Ideally, Wendland said the City wouldn’t enter the process until a business plan had been developed and critiqued. He said the JEDC would likely require small businesses to seek private financing before asking for City incentives.

“There’s no point in the City issuing loans if a bank could do it instead,” said Wendland.

He acknowledged that start-up businesses often have a hard time finding bank financing.

Banks are reluctant to loan relatively small amounts of money to ventures with a 50/50 chance of surviving more than a couple years, said Ralph Ross, the deputy district director of the U.S. Small Business Administration.

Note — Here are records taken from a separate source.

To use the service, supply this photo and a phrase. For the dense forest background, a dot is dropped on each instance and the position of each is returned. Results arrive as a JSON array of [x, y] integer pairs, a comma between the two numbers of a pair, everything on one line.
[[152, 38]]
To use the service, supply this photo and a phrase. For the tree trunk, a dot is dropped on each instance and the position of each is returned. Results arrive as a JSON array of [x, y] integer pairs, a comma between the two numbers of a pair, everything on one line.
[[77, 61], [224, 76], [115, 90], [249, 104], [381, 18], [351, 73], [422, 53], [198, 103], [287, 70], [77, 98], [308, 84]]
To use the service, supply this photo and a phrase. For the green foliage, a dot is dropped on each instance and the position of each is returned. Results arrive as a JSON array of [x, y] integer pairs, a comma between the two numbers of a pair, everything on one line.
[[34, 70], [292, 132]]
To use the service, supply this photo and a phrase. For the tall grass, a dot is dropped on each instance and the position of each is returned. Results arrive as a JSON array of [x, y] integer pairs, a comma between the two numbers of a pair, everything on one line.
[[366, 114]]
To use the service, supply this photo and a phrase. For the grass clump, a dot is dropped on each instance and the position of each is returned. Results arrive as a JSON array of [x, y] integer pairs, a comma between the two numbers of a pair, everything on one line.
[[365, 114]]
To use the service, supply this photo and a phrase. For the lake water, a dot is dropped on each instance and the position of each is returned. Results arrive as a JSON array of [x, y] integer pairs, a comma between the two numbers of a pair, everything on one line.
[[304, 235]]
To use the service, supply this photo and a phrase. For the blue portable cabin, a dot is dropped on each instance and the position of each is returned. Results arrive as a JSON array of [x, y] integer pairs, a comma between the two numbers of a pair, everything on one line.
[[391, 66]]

Since his arrival earlier this year in Jacksonville, Ross said he’d noticed a dearth of private funding for start-ups.

“No well-funded deal is going unfunded in this town, I assure you,” Ross told the committee. “It’s the smaller projects where you need help. That’s why the government gets involved in small business lending. Small businesses are not a good risk for banks.”

Wendland said public financing should “fill in the gaps,” left by a lack of private capital. By funneling start-ups through the small business centers, he said the JEDC could make better-informed decisions about which projects to back.

“If it’s a viable project with a well-thought-through business plan that just couldn’t find bank financing because they don’t want to loan in low amounts, that’s an area where I think we could help,” said Wendland. “If a project has been rejected by several banks because it’s not a good deal, I don’t know if that’s a gap we want to fill.”